There was a short sniffle, then Evan burst into tears.

“Ah, fuck. Fuck me,” I grunted as I shot back in my chair and moved to my daughter. Crouching down beside her, I wrapped her in my arms and held her tight as her tears soaked the shoulder of my shirt. “Jesus, sweetheart. I’m sorry. I didn’t mean to snap at you like that. Please don’t cry, honey.”

I considered myself a pretty tough guy, or at least I liked to think I was. But when it came to female tears, I was more worthless than tits on a bull. But when they were my daughter’s tears? It took me to my fucking knees.

“I’m sorry, Evan. I swear. Please, just stop crying, yeah? I won’t yell again. If you don’t want to tell me what’s wrong, that’s fine. I won’t ask again.”

She pulled back, reaching up to rub the wet from her face with the heels of her palms. “I-it’s okay. It wasn’t you. You didn’t make me cry.”

I reached back and grabbed the chair I’d abandoned, pulling it forward so I could sit down while still close enough to hug her if necessary. “You want to tell me what it’s about then?”

“It was Mom,” she confessed in a barely-there voice.

My back went stiff, but I tried my hardest to keep a neutral tone. “What happened?”

She let out a sound of disgust and shook her head. “It’s so stupid, really. I shouldn’t be upset. It’s not like I didn’t already know what she was going to say.”

I stopped her before she could go off on a tangent and get lost on the journey. “Ev, sweetheart. Tell me what happened.”

She inhaled deeply and released it nice and slow before diving in. “Well, there’s this dance coming up at school next month.” Ah Christ, if this involved a boy, I was going to be sick. “Apparently there’s some town tradition that all the girls in my grade and their moms are supposed to put everything together for the dance. It’s a pretty big deal, I guess.”

“Shit, I remember that dance. They still do that?”

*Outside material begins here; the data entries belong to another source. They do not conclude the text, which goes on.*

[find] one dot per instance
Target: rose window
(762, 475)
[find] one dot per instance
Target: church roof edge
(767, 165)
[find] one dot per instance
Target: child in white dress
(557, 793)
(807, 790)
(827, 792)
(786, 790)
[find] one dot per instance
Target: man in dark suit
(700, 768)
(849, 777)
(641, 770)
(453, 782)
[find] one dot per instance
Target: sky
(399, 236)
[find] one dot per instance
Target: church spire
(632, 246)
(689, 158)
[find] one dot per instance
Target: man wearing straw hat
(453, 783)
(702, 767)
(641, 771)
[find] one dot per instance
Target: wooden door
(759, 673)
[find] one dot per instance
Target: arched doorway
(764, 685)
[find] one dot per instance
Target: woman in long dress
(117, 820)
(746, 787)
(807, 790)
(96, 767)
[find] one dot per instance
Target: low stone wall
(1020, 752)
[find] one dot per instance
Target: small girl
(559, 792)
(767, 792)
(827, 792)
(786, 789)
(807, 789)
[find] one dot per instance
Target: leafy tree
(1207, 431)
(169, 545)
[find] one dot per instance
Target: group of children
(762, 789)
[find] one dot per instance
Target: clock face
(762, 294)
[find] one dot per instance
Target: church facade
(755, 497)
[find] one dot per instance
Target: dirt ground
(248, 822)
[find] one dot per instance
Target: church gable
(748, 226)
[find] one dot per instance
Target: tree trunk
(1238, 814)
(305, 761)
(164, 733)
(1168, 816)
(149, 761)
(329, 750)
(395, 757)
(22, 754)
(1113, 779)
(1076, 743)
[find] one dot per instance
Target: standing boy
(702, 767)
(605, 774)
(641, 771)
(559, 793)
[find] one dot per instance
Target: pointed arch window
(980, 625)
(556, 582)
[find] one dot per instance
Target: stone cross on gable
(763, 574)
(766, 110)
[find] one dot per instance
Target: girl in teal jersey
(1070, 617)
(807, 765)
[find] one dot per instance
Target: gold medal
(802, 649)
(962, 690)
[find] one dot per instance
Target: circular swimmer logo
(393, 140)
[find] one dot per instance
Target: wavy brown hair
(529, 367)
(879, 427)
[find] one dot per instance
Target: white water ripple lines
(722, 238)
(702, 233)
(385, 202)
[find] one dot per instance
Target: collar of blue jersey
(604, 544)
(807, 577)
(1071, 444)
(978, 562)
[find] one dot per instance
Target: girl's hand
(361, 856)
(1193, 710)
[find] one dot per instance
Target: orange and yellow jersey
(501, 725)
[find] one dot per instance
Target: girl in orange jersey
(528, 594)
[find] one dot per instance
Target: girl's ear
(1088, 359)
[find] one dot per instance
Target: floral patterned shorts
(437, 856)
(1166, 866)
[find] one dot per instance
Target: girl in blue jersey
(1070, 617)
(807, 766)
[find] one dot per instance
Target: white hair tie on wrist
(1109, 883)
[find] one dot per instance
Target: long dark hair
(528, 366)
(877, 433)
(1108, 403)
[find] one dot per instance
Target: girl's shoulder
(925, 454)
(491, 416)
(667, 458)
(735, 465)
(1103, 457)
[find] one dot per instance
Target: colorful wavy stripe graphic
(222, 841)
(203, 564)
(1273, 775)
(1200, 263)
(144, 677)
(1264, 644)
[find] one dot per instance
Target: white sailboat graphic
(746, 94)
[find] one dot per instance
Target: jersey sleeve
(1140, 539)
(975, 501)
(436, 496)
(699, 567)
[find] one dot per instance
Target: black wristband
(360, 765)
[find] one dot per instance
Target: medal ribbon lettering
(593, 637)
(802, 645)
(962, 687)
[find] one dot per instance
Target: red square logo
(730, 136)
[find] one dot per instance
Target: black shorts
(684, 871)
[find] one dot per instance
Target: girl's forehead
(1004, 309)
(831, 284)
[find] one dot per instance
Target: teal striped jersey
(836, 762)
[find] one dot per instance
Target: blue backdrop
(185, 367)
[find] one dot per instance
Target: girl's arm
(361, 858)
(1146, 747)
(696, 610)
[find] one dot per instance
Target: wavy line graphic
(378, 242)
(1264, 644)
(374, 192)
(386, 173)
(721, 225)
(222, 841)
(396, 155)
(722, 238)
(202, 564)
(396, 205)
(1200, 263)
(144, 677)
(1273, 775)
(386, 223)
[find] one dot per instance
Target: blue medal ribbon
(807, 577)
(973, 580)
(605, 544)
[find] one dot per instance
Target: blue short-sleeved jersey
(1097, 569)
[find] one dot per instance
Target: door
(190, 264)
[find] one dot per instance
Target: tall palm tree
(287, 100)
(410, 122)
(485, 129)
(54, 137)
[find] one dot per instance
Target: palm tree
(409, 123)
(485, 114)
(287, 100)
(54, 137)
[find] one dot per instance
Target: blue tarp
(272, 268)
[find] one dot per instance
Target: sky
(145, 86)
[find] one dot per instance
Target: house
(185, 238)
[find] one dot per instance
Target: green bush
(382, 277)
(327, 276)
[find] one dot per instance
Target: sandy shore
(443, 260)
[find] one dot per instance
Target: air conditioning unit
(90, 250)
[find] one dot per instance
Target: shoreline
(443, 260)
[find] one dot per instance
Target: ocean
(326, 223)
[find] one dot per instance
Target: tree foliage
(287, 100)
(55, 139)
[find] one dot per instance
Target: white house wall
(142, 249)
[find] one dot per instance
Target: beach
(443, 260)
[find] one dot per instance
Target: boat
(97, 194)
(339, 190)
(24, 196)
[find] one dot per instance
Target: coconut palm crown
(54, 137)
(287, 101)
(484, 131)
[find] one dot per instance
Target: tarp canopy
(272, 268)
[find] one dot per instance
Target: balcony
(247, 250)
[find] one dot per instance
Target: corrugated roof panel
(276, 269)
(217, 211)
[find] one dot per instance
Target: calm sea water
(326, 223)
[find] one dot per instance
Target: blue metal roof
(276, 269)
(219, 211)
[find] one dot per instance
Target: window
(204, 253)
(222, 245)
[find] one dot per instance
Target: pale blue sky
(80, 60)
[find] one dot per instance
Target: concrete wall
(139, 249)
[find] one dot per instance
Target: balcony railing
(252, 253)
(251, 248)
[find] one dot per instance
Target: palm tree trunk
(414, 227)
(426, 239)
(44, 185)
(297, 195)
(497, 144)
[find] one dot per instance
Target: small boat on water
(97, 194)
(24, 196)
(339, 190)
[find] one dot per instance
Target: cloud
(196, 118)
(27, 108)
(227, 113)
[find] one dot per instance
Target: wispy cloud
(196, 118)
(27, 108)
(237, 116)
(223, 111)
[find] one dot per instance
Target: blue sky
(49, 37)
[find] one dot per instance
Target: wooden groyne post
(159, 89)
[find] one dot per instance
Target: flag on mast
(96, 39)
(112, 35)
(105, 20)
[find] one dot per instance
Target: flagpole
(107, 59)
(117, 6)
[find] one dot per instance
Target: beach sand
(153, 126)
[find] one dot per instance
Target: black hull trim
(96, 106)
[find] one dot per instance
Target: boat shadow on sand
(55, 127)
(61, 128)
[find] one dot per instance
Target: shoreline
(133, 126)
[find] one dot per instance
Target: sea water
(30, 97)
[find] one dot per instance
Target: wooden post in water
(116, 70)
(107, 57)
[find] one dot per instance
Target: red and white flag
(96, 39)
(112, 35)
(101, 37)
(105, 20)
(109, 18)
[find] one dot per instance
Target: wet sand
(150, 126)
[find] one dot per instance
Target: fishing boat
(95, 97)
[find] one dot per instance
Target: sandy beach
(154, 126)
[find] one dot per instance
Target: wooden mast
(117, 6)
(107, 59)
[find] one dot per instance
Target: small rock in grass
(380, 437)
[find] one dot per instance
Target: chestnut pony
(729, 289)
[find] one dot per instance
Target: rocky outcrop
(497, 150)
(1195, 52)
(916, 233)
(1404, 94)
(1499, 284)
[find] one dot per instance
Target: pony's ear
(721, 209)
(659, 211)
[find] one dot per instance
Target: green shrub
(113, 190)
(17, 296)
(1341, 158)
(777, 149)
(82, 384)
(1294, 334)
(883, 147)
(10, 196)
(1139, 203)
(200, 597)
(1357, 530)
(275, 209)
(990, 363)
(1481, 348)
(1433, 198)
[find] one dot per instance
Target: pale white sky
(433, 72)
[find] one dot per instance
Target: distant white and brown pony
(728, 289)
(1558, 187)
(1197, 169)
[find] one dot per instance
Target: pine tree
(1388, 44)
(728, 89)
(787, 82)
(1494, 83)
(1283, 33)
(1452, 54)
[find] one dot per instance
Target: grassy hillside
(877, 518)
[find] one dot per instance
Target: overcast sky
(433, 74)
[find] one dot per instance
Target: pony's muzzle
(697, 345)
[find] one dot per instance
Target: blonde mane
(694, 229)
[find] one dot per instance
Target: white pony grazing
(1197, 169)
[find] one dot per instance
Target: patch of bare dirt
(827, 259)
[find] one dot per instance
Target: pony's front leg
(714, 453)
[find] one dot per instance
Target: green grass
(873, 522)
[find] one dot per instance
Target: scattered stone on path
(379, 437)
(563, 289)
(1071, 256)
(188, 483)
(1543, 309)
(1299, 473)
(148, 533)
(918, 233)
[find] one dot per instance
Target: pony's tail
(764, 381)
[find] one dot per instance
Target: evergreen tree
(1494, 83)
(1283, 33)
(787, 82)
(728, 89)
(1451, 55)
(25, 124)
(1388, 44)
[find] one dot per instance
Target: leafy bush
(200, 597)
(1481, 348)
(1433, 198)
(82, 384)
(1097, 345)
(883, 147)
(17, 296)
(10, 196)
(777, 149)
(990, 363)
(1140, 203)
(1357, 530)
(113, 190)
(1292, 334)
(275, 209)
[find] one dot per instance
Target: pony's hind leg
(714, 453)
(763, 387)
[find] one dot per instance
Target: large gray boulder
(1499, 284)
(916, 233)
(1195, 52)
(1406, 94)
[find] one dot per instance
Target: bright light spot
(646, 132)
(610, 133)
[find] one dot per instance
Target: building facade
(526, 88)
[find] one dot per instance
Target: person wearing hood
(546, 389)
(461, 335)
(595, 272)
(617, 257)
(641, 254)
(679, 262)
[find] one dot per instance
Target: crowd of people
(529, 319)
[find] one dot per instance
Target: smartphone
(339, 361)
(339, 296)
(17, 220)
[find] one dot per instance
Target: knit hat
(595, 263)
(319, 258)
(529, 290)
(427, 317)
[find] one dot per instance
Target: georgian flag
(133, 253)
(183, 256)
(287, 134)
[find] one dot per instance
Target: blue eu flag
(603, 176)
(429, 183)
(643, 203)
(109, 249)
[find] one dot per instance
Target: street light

“I guess so,” she said with a shrug. “Anyway, they were talking about it in homeroom today, making this big deal out of it, and I thought it sounded kind of cool.”

Oh shit.

“I figured I’d call Mom and tell her about it. There’s still a lot of time between now and the dance, and I thought maybe, if she had enough notice, she could come up here on a weekend or something and do it with me. I know it’s a long drive, but road trips are kind of fun.”

A ball of lead had formed right in the pit of my stomach. “That was a good idea, honey. What did she say?”

“She said—” The sniffles started again and the tears that had just begun to dry up grew in intensity. “She said she couldn’t because she met some guy. She’s been seeing him for a while now, and he just accepted a job in San Antonio. She’s moving there with him.”